The question remains then whether the visit by an officer of defendant to New York, coupled with extensive telephonic communication between the parties by which defendant allegedly involved itself in the daily performance of the plaintiff's duties under the contract, constitutes a transaction of business in New York by the defendant which will sustain jurisdiction. The activities alleged do not rise to the level of the "substantial preliminary negotiations" as in Longines, Wittnauer Watch Co. v. Barnes & Reinecke, 15 N.Y.2d 443, 261 N.Y.S.2d 8, 209 N.E.2d 68 (1965) (emphasis added); nor were there sufficient "conferences" or contacts in New York as in Atlantic Metal Products, Inc. v. Blake Constr. Co., Inc., 40 A.D.2d 966, 338 N.Y.S.2d 714 (1st Dep't 1972) (emphasis added). In Longines the preliminary negotiations by defendant's high level personnel in New York extended over a two month period. In the case at bar there was one visit for part of a day by an officer of defendant at which time the general course of performance of the contract was apparently discussed. It appears to me that this case falls within the ambit of McKee Electric Co. v. Rauland-Borg Corp., 20 N.Y.2d 377, 283 N.Y.S.2d 34, 229 N.E.2d 604 (1967) where no jurisdiction was found to exist based upon a few short visits of representatives of the defendant. Even the broad sweep of the "long arm" statute cannot be satisfied by such minimal contact bolstered only by the whims of a plaintiff or perhaps his counsel.

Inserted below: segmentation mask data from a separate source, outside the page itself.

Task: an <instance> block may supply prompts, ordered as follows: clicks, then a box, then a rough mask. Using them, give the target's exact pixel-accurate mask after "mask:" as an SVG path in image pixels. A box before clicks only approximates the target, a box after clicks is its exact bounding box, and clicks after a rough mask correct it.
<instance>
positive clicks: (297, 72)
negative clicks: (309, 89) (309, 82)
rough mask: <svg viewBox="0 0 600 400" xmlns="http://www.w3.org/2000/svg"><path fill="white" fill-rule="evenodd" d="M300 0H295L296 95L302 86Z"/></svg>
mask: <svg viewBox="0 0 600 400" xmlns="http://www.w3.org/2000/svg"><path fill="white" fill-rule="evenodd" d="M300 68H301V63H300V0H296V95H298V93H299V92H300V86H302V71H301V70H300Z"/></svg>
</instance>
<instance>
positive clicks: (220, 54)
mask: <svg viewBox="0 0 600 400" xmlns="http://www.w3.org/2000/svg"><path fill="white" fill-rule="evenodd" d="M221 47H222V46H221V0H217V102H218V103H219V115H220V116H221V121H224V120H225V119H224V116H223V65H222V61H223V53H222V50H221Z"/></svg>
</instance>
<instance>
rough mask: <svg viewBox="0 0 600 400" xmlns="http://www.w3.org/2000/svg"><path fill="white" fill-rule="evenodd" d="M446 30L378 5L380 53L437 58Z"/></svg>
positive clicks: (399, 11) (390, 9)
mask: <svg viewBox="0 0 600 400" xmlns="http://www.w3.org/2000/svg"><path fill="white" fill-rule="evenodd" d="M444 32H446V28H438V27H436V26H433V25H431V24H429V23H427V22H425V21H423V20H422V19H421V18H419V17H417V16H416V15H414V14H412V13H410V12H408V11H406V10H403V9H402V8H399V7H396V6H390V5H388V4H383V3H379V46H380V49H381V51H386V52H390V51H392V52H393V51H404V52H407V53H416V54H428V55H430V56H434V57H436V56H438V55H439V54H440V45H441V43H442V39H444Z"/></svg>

Accordingly, the motion to dismiss is granted.

Settle order on notice.

NOTES

[1] See, e. g., Parke-Bernet Galleries, Inc. v. Franklyn, 26 N.Y.2d 13, 308 N.Y.S.2d 337, 256 N.E.2d 506 (1970); Collateral Factors Corp. v. Meyers, 39 A.D.2d 27, 330 N.Y.S.2d 833 (1st Dep't 1972); John DeNigris Associates, Inc. v. Pacific Air Transport Int'l, Inc., 38 A.D.2d 363, 329 N.Y.S.2d 939 (1st Dep't 1972); Legros v. Irving, 77 Misc.2d 497, 354 N.Y.S.2d 47 (N.Y. Sup.Ct.1973).

[2] This category of cases includes the Parke-Bernet and Legros cases cited above.

[3] This category of cases includes the Collateral Factors and John DeNigris Associates cases cited above.

[4] Although DelBello v. Japanese Steak House, Inc., 43 A.D.2d 455, 352 N.Y.S.2d 537 (4th Dep't 1974) contained dictum that where the principal asserts considerable control over the agent's activities the agent's actions in New York may provide a basis for jurisdiction in a suit by the agent against his principal, that dictum was based on two cases clearly distinguishable from the case at hand. In the case of Hodom v. Stearns, 32 A.D.2d 234, 301 N.Y.S.2d 146 (4th Dep't 1969) the control exercised by the principal was apparently significantly more than that alleged in this case. Furthermore, Hodom predates the Haar case. Moreover, Lodge v. Western New York Dance Studios, Inc., 29 A.D.2d 734, 286 N.Y.S.2d 632 (4th Dep't 1968), the other case cited in DelBello, involved a suit by a third party, not by the agent himself.